Sedulur Papat Limo Pancer – Ingatlah, keberadaan kita hidup di dunia tidak sendiri. Semenjak kita dilahirkan melalui rahim ibu, Tuhan sudah menitahkan adanya penjaga-penjaga yang senantiasa mendampingi kita dalam alam dunia. Dan sesuai perintah Tuhan, para penjaga tersebut dengan setia berada di sisi kita.
Istilah sedulur papat limo pancer sampai sekarang diketahui bersumber dari suluk Kidung Kawedar atau disebut pula Kidung Sarira Ayu, bait ke 41-42. Suluk ini diyakini masyarakat sebagai karya Sunan Kalijaga (sekitar abad 15-16), yang berupa tembang-tembang tamsil. Setidaknya, ada empat hal yang agak menyulitkan dalam penafsiran dan pemahaman tembang tersebut, yaitu:
- Karena berupa tembang tamsil, uraiannya pendek-pendek dan penuh dengan tamsil ataupun perumpamaan, tanpa ada penjelasan sebagaimana tulisan prosa.
- Suluk-suluk periode itu termasuk Kidung Kawedar, menggunakan gaya bahasa peralihan dari Jawa Kuno ke Jawa Madya (pertengahan) yang berbeda dengan gaya bahasa Jawa sekarang, apalagi bahasa Indonesia.
- Suluk yang dimaksudkan sebagai dakwah ini menyusup secara halus ke dalam adat budaya dan agama masyarakat yang masih menganut agama Syiwa (Hindu)-Buddha, dengan harapan Islam dapat masuk dan berkembang tanpa harus menimbulkan gejolak besar di masyarakat. Akibatnya, istilah serta nilai-nilai keislaman bercampur dengan istilah dan nilai-nilai Syiwa-Buddha-kejawen.
- Suluk yang berupa kidung yang diciptakan para wali pada masa Kesultanan Demak merupakan bagian dari ilmu tasawuf, sehingga untuk memahami hakikatnya, tidak bisa hanya berdasarkan kata serta kalimat yang tersurat semata, apalagi sepotong-sepotong, melainkan
harus menyelami makna yang tersirat dari keseluruhan isi kidung sebagai suatu kesatuan.

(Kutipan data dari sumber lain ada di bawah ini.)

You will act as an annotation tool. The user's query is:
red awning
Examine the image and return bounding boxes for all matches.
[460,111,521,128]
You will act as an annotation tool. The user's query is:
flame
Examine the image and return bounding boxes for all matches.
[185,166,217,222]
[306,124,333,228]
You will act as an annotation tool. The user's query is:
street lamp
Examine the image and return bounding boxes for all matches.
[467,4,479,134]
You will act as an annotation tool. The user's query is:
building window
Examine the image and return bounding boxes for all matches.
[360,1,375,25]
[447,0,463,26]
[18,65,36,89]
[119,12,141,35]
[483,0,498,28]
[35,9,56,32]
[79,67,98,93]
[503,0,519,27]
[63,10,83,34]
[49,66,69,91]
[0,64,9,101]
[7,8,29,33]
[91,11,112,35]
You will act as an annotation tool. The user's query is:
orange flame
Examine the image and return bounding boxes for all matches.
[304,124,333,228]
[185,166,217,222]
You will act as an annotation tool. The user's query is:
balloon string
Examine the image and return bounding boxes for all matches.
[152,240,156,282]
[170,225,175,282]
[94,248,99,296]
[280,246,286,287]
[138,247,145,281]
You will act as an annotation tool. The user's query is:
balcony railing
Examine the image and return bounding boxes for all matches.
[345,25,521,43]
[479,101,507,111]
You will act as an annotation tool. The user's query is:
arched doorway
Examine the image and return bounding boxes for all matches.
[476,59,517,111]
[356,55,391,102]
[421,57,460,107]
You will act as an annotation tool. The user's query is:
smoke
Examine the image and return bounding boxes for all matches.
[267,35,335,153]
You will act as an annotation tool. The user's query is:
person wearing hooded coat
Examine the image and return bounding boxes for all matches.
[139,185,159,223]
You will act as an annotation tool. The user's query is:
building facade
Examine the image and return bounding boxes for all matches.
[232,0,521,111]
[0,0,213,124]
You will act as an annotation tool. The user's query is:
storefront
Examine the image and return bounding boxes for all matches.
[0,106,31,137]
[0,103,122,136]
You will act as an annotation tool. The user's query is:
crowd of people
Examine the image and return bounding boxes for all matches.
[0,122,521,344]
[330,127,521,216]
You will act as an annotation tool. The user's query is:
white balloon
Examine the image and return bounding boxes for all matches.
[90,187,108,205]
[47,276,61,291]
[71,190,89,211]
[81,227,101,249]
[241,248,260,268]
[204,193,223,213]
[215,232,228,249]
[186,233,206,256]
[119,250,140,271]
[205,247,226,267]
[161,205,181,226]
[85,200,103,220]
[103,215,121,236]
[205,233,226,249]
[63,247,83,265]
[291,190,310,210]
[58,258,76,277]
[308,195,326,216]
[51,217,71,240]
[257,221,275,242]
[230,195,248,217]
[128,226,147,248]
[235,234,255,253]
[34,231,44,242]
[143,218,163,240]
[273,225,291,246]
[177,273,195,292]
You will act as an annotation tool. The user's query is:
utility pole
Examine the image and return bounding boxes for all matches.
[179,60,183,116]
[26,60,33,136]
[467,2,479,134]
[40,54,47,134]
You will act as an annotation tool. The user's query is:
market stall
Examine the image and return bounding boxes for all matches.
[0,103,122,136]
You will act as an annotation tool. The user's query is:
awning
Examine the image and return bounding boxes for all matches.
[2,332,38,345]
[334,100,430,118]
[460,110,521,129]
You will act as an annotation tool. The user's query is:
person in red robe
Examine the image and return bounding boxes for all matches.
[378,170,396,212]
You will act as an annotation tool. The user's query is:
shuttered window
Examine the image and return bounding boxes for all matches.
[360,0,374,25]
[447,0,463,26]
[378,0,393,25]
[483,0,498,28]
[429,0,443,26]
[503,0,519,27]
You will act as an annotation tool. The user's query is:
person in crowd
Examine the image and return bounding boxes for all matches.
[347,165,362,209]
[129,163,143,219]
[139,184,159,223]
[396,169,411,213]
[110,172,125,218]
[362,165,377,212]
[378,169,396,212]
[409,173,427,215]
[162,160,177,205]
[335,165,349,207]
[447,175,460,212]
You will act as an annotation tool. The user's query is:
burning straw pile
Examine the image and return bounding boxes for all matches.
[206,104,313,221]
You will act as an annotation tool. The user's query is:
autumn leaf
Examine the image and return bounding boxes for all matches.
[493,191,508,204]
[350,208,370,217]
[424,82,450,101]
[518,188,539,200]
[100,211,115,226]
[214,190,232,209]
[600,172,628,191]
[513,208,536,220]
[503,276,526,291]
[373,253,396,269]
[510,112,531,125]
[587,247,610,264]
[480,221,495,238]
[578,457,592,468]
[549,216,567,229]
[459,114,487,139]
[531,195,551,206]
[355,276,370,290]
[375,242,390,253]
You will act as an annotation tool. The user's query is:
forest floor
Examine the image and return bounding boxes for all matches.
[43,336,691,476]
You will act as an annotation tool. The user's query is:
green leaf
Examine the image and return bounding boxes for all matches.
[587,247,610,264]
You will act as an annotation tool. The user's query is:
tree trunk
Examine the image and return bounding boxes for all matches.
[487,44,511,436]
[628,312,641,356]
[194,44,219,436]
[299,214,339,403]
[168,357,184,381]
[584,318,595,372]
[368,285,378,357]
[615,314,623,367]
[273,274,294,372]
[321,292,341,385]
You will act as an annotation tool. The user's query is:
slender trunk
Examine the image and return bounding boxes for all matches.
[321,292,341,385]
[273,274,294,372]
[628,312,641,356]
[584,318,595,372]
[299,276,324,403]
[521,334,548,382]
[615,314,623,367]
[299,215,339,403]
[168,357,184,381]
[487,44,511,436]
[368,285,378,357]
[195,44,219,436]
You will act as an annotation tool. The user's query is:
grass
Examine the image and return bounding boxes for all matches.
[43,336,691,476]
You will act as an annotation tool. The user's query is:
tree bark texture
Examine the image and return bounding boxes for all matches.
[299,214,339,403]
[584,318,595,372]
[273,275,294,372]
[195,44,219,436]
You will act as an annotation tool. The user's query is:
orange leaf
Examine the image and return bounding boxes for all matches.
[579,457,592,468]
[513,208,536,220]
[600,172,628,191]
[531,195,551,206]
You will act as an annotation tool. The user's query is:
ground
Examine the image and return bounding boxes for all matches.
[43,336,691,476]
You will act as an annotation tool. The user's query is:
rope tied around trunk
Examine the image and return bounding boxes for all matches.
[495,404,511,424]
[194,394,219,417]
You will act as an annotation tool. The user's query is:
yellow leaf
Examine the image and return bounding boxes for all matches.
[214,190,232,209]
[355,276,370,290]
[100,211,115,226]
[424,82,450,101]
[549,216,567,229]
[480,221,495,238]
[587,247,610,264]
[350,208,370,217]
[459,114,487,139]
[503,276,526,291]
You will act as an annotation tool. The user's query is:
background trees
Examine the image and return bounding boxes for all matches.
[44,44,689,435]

Lantaran berupa tembang tamsil, maka kemudian banyak orang yang mencoba menafsirkannya, tentu saja, dengan versinya masing-masing, tergantung dari latar belakang pengetahuan dan kehidupan. Sebelum membahas lebih jauh tentang sedulur papat limo pancer, kita simak terlebih dahulu dua bait kidung yang mengulas masalah sedulur papat lima pancer berikut:
Ana kidung ing kadang memati, among tuwuh ing kawasanira,
nganak aken sagetane, kakang kawah punika,
kang rumeksa Sarira mami, anekakaken sedya, ing kawasanipun,
adhi ari-ari ika, a mayungi ing laku kawasaneki, anek aken paa ngarah.

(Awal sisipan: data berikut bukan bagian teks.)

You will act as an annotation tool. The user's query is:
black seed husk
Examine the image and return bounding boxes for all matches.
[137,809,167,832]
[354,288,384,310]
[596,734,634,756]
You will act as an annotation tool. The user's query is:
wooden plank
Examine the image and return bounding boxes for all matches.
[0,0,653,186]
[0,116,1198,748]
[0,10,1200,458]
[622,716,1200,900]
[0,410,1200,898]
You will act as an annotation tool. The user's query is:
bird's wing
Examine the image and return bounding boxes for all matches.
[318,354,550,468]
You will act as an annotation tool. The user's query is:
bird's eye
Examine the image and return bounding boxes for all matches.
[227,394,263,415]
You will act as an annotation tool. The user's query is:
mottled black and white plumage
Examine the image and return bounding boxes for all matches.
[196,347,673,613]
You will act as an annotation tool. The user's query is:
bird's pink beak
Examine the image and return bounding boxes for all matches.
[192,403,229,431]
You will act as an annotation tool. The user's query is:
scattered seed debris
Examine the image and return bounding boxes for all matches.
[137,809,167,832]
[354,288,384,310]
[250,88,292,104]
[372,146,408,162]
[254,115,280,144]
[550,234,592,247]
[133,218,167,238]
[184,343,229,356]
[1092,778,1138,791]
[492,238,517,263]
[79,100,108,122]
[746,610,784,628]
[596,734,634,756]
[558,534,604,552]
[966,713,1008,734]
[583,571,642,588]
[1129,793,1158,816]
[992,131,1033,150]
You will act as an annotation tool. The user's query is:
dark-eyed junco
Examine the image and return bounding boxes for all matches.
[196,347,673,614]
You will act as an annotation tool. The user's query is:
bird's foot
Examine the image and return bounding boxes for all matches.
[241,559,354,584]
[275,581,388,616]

Ponang getih ing rina wengi, ngrewangi Allah kang kuwasa, andadek aken karsane,
puser kawasanipun, nguyu-uyu sabawa mami, a nuruti ing panedha,
kawasane reki, jangkep kadang ingsun papat, kalimane
pancer wus dadi sawiji, tunggal sawujud ing wang.
Siapakah Sedulur Papat Limo Pancer Itu?
Dari Kidung tersebut terdapat beberapa penafsiran berbeda, berikut ini beberapa penafsiran sedulur papat limo pancer:
Penafsiran Kejawen
- Kakang kawah
Yang dimaksud dengan kakang kawah adalah air ketuban yang membantu kita lahir ke alam dunia ini. Seperti yang kita ketahui, sebelum bayi lahir air ketubanlah yang keluar terlebih dahulu untuk membuka jalan lahirnya si jabang bayi ke dunia ini. Karena Keluar terlebih dahulu masyarakat kejawen menyebutnya dengan Kakang kawah atau Kakak kawah atau saudara lebih tua.

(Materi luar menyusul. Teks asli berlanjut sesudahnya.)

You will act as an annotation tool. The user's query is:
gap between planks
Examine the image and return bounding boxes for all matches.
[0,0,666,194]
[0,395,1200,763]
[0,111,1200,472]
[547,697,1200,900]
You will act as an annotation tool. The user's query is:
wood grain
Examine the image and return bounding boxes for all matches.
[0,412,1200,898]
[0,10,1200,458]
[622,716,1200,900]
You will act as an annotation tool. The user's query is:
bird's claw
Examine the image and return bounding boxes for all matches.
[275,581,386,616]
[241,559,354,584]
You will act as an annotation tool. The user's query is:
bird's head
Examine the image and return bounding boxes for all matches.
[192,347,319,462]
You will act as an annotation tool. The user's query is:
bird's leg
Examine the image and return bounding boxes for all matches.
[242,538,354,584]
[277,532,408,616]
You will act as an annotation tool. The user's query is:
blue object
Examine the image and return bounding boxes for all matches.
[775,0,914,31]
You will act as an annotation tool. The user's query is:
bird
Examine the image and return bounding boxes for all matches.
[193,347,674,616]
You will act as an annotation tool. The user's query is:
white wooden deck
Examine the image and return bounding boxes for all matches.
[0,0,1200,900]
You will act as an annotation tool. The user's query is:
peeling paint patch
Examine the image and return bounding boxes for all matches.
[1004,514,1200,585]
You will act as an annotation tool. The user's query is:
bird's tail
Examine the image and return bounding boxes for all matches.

- Adi Ari-ari atau ari-ari
Setelah jabang lahir ari-ari inilah yang kemudian keluar, sehingga masyarakat kejawen menyebutnya dengan adi ari-ari atau adik ari-ari.
- Getih Atau darah
Kemudian getih atau darah adalah zat utama yang terdapat pada bayi dan sang ibu. Darah jugalah menjadi pelindung pada saat bayi masih ada dalam kandungan.
- Puser atau Pusar
Pusar merupakan penghubung antara ibu dan anak, dengan adanya tali puser sang ibu mampu memberikan nutrisi kepada sang bayi. Puser juga merupakan saluran bernafas sang bayi. Dengan adanya puser inilah seorang ibu memiliki hubungan batin yang erat dengan bayi.
- Pancer
Pancer adalah kita sendiri sebagai pusat kehidupan ketika dilahirkan.
Semuanya adalah kehendak dari Allah SWT, ketika sang jabang bayi lahir kedunia melalui rahim ibu maka semua unsur-unsur itu keluar dari rahim ibu. Dengan Izin Allah unsur inilah yang menjaga manusia yang ada di bumi saat dilahirkan. Nah, dalam tradisi Kejawen didalam doa sering disebutkan untuk mendoakan pejaga yang tidak nampak ini (kakang kawah, adi ari-ari, getih dan puser).
Penafsiran Pewayangan
Penafsiran ini berupa cipta, rasa, karsa, karya, dan jati diri manusia. Keempat hal tersebut disimbolkan dengan tokoh-tokoh dalam cerita wayang.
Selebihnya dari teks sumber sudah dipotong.